It's time for a brief update on what I've been nerding out over recently:
First up, I needed to get my Perl skills back in the ring. As regular readers may remember, over the last 8 months or so I've played with Haskell, Python, and Ruby. They're all great in different ways. If I won the lottery I might be tempted to write an MVC framework for Haskell. But Perl is like an old friend. I might sometimes miss the neat moves you can pull off in other languages, but Perl just has its own set of neat moves instead.
So that lead me on to seeing what Perl had to compete with Rails, Django etc. There are a few answers, but the one all the cool kids are hacking on right now is Catalyst
File structure-wise, it follows the layout of a normal Perl module, so you haven't quite got the simplicity of a Rails app, but then again if you're familiar with Perl module layouts it's all pretty obvious.

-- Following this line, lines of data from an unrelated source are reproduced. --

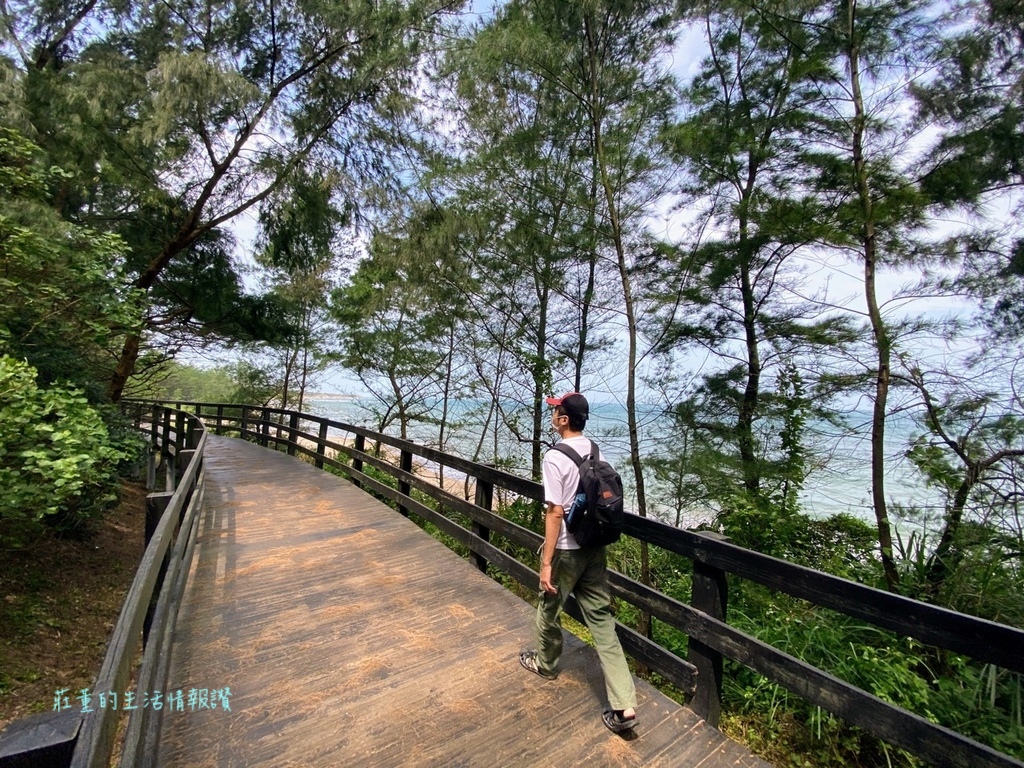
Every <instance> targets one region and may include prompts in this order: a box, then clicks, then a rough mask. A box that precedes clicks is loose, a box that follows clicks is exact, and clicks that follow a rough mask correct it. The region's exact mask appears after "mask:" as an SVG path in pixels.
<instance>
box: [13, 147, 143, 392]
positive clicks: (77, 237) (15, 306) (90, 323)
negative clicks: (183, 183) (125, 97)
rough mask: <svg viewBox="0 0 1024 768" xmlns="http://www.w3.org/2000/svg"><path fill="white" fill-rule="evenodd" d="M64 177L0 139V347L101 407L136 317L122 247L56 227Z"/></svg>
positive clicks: (37, 147) (69, 225)
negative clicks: (84, 393) (110, 374)
mask: <svg viewBox="0 0 1024 768" xmlns="http://www.w3.org/2000/svg"><path fill="white" fill-rule="evenodd" d="M67 177H68V174H66V173H63V172H62V171H60V170H59V169H57V168H47V167H45V165H44V164H43V160H42V153H41V152H40V150H39V148H38V147H37V146H35V145H33V144H32V143H30V142H28V141H26V140H25V139H24V138H22V137H20V136H19V135H18V134H17V133H15V132H13V131H10V130H5V129H4V130H0V345H2V348H3V349H4V351H5V352H6V353H7V354H10V355H12V356H14V357H18V358H23V359H26V360H28V361H29V362H30V365H32V366H33V367H34V368H35V369H36V370H37V371H38V375H39V377H40V380H41V381H42V382H44V383H52V382H55V381H57V380H65V381H68V380H71V381H74V383H75V384H76V385H77V386H79V387H80V388H83V389H85V390H86V391H87V392H88V393H89V394H90V396H91V398H92V399H98V397H99V392H100V384H99V381H100V380H101V379H102V377H103V376H104V374H105V373H106V372H108V371H109V368H108V367H109V361H110V355H111V353H112V351H113V350H114V349H115V347H116V345H117V344H119V343H120V341H121V338H122V336H123V334H125V333H127V332H130V331H132V330H135V329H137V328H138V326H139V323H140V317H141V309H140V304H139V301H138V295H137V294H136V293H135V292H133V291H131V290H127V289H126V288H125V287H124V282H123V278H122V268H123V256H124V251H125V246H124V243H123V242H122V241H121V239H120V238H118V237H117V236H114V234H104V233H100V232H97V231H93V230H90V229H88V228H85V227H82V226H77V225H74V224H71V223H68V222H66V221H62V220H61V219H60V218H59V216H58V215H57V213H56V212H55V211H54V210H53V208H51V207H50V206H49V205H48V198H49V189H50V187H51V186H52V185H54V184H55V183H56V182H58V181H60V180H62V179H65V178H67Z"/></svg>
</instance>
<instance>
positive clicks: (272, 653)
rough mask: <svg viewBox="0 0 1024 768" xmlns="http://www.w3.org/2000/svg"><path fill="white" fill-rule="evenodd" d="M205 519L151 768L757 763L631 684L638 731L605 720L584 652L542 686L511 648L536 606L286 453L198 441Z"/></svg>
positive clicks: (261, 448)
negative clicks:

It's been described as a "framework for making frameworks", because unlike Rails there's no sense of having a "default" templating language or a "default" ORM. In fact, you don't need to use either. But if you do, then TT, Mason, and Clearsilver (templating) and DBIx::Class and Rose::DB (ORM) are very well supported with Catalyst plugins to integrate them into the framework. And there are plugins to support many other options. I'm using TT and DBIx::Class, despite knowing Mason far better, to write a wee to-do application.
The documentation is copious and well written, but occasionally confusing. But between a very active mailing list, IRC, and Google I haven't had any major issues. And the feature set is very impressive.
Which leads me onto the fact that I've actually been hacking on DBIx::Class much more recently. Stemming from a need to add a couple of missing features to a plugin, I'm now teamed up with another chap to add tree-shaping features (adjacency lists, nested sets and materialised paths, for those that care).